Là encore, ces analyses n’ont pour objectif que d’apporter des données de compréhension d’une réalité qui ne peut pas nous être intégralement connue puisqu’elle appartient au passé. La précision des périodisations a donc été portée à son maximum et d’éventuelles erreurs, difficilement évitables, ne rendent pas pour autant les analyses caduques. À l’échelle temporelle choisie pour cette étude (les 10000 dernières années), ce n’est pas le détail du temps linéaire qui est recherché. Au contraire, l’accent est mis sur les phases de transition, c’est-à-dire les passages d’un système durable à un autre système durable. Ce sont donc les comportements des groupes humains sur un temps long et dans l’ensemble de la région, que nous privilégions, celui des grandes phases d’occupation archéologiques et historiques.

Le problème du manque de données temporelles est différent et plus contraignant pour l’analyse. Nous l’avons évité, dans la mesure du possible, en faisant intervenir sur le terrain, lorsque les données textuelles manquaient, des archéologues. Mais là encore, nous ne prétendons pas à l’exhaustivité et il est possible que certaines datations soient manquantes sur certains sites. Il est encore difficile, dans l’état actuel des connaissances sur la région, de tirer des conclusions quant à l’impact de ces lacunes, quand elles existent, sur l’essence même de l’interprétation.

La prise en compte du facteur temps a été également menée par l’intermédiaire d’une simulation dont la validité a été discutée dans la partie précédente. Rappelons que, dans ce cas, le temps a été envisagé sous ses deux formes principales, un flux mesurable et quantifiable (dates) sur une échelle d’intervalles et une succession d’évènements pouvant déterminer des séquences exprimées sur une échelle ordinale (Thériault et Claramunt 1999). Dans le cadre de notre analyse, la première forme est relative à la période choisie, par exemple l’époque romano-byzantine ; la seconde fait référence à un événement précis, par exemple l’optimum climatique de l’âge classique. L’objectif de cette simulation était de modéliser l’impact de l’optimum climatique sur le milieu, à travers un critère fondamental, celui de l’aridité édaphique. La validité de l’utilisation du facteur temps dans cette analyse nous paraît tout à fait fondée. D’une part, l’existence de l’événement pris en compte, l’optimum climatique, n’est pas remis en cause puisqu’il a été noté par plusieurs marqueurs évoqués dans la première partie de ce travail.
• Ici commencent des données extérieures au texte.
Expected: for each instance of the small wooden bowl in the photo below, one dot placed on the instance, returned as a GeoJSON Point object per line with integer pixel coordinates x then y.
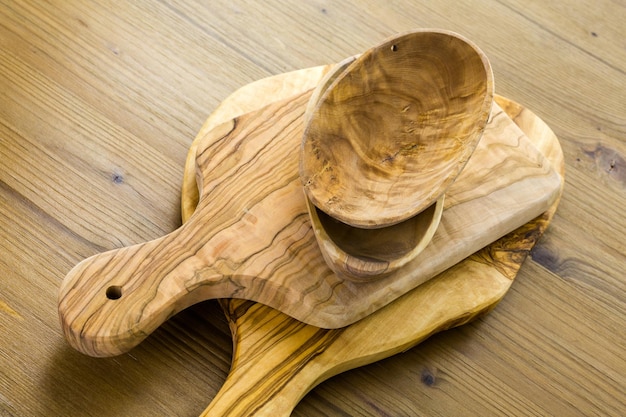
{"type": "Point", "coordinates": [364, 255]}
{"type": "Point", "coordinates": [395, 128]}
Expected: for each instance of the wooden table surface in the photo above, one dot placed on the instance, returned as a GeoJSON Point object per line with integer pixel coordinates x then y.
{"type": "Point", "coordinates": [99, 102]}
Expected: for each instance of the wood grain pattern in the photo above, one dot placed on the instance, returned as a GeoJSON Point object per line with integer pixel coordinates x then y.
{"type": "Point", "coordinates": [277, 360]}
{"type": "Point", "coordinates": [98, 108]}
{"type": "Point", "coordinates": [249, 187]}
{"type": "Point", "coordinates": [396, 127]}
{"type": "Point", "coordinates": [362, 254]}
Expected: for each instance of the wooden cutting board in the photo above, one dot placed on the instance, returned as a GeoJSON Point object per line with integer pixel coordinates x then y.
{"type": "Point", "coordinates": [250, 236]}
{"type": "Point", "coordinates": [277, 359]}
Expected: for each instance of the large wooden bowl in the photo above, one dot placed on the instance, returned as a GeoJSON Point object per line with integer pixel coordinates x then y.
{"type": "Point", "coordinates": [394, 130]}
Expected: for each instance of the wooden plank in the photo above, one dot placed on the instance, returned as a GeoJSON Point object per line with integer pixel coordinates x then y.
{"type": "Point", "coordinates": [86, 84]}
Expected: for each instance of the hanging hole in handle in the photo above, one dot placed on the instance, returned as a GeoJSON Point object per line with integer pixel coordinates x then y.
{"type": "Point", "coordinates": [114, 292]}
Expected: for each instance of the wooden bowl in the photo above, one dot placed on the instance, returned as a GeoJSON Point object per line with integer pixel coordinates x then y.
{"type": "Point", "coordinates": [395, 128]}
{"type": "Point", "coordinates": [364, 255]}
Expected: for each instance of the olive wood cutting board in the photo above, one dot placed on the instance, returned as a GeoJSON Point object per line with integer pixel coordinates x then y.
{"type": "Point", "coordinates": [277, 359]}
{"type": "Point", "coordinates": [250, 236]}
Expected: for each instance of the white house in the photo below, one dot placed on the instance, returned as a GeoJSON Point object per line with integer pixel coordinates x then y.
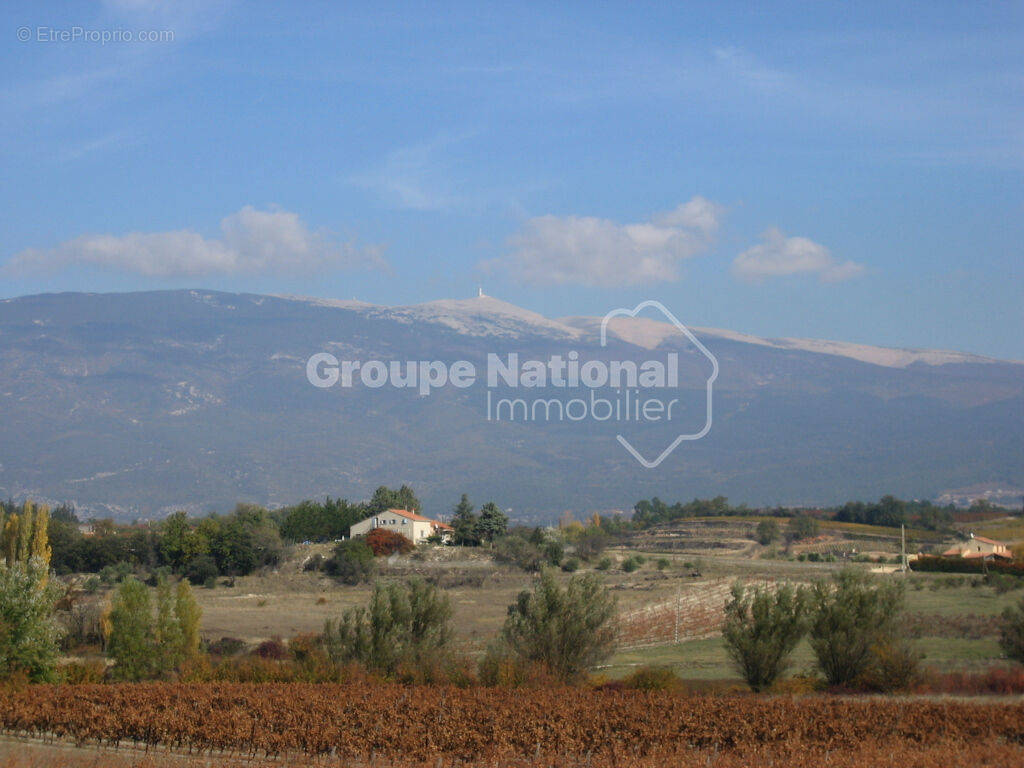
{"type": "Point", "coordinates": [415, 527]}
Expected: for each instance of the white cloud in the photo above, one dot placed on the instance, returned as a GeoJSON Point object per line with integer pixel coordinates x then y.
{"type": "Point", "coordinates": [252, 242]}
{"type": "Point", "coordinates": [584, 250]}
{"type": "Point", "coordinates": [778, 255]}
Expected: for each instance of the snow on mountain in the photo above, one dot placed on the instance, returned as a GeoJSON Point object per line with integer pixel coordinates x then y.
{"type": "Point", "coordinates": [485, 315]}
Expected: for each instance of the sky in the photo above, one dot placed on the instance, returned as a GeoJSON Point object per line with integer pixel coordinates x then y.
{"type": "Point", "coordinates": [847, 171]}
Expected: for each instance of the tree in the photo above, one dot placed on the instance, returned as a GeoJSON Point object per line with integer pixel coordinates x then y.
{"type": "Point", "coordinates": [762, 628]}
{"type": "Point", "coordinates": [384, 542]}
{"type": "Point", "coordinates": [566, 629]}
{"type": "Point", "coordinates": [493, 522]}
{"type": "Point", "coordinates": [385, 499]}
{"type": "Point", "coordinates": [855, 630]}
{"type": "Point", "coordinates": [404, 623]}
{"type": "Point", "coordinates": [188, 614]}
{"type": "Point", "coordinates": [145, 645]}
{"type": "Point", "coordinates": [129, 641]}
{"type": "Point", "coordinates": [592, 542]}
{"type": "Point", "coordinates": [1012, 632]}
{"type": "Point", "coordinates": [24, 536]}
{"type": "Point", "coordinates": [465, 523]}
{"type": "Point", "coordinates": [352, 561]}
{"type": "Point", "coordinates": [802, 526]}
{"type": "Point", "coordinates": [767, 532]}
{"type": "Point", "coordinates": [29, 634]}
{"type": "Point", "coordinates": [179, 542]}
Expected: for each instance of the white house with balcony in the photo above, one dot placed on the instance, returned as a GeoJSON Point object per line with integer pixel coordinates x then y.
{"type": "Point", "coordinates": [414, 526]}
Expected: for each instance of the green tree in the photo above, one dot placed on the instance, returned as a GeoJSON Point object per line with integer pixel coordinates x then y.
{"type": "Point", "coordinates": [403, 623]}
{"type": "Point", "coordinates": [855, 630]}
{"type": "Point", "coordinates": [130, 641]}
{"type": "Point", "coordinates": [144, 644]}
{"type": "Point", "coordinates": [29, 635]}
{"type": "Point", "coordinates": [566, 629]}
{"type": "Point", "coordinates": [802, 526]}
{"type": "Point", "coordinates": [465, 523]}
{"type": "Point", "coordinates": [492, 523]}
{"type": "Point", "coordinates": [179, 542]}
{"type": "Point", "coordinates": [385, 499]}
{"type": "Point", "coordinates": [352, 561]}
{"type": "Point", "coordinates": [1012, 632]}
{"type": "Point", "coordinates": [762, 628]}
{"type": "Point", "coordinates": [767, 532]}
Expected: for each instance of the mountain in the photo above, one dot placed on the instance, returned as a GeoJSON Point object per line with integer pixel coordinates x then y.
{"type": "Point", "coordinates": [138, 403]}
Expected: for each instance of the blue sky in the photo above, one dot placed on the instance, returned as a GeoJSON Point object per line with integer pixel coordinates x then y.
{"type": "Point", "coordinates": [845, 171]}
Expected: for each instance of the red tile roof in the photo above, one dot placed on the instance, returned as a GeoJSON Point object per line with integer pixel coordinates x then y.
{"type": "Point", "coordinates": [420, 518]}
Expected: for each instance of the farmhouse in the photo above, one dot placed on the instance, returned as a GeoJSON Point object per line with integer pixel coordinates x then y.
{"type": "Point", "coordinates": [415, 527]}
{"type": "Point", "coordinates": [979, 547]}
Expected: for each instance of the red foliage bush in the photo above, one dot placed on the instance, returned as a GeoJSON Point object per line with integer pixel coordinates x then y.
{"type": "Point", "coordinates": [384, 542]}
{"type": "Point", "coordinates": [274, 649]}
{"type": "Point", "coordinates": [998, 680]}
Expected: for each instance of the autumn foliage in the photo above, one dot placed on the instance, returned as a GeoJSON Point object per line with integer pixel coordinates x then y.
{"type": "Point", "coordinates": [384, 542]}
{"type": "Point", "coordinates": [364, 719]}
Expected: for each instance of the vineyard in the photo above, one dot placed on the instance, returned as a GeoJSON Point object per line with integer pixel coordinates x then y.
{"type": "Point", "coordinates": [367, 722]}
{"type": "Point", "coordinates": [696, 612]}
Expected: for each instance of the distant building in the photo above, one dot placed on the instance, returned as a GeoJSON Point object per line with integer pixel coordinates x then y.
{"type": "Point", "coordinates": [415, 527]}
{"type": "Point", "coordinates": [979, 547]}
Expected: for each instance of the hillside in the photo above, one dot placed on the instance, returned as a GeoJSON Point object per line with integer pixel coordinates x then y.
{"type": "Point", "coordinates": [141, 402]}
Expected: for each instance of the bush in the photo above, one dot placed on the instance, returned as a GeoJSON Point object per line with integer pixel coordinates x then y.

D’autre part, si l’événement ne peut être localisé dans le temps avec une extrême précision, on sait qu’il se fait ressentir au Proche-Orient dès la période hellénistique et atteint son maximum au cours de la période romaine et au début de la période byzantine.

Notes
231.

Pour une étude géoarchéologique récente reposant sur l’utilisation d’un SIG, lui-même fondé sur un MNT à maille fine (10 m), voir A. Bevan (2002).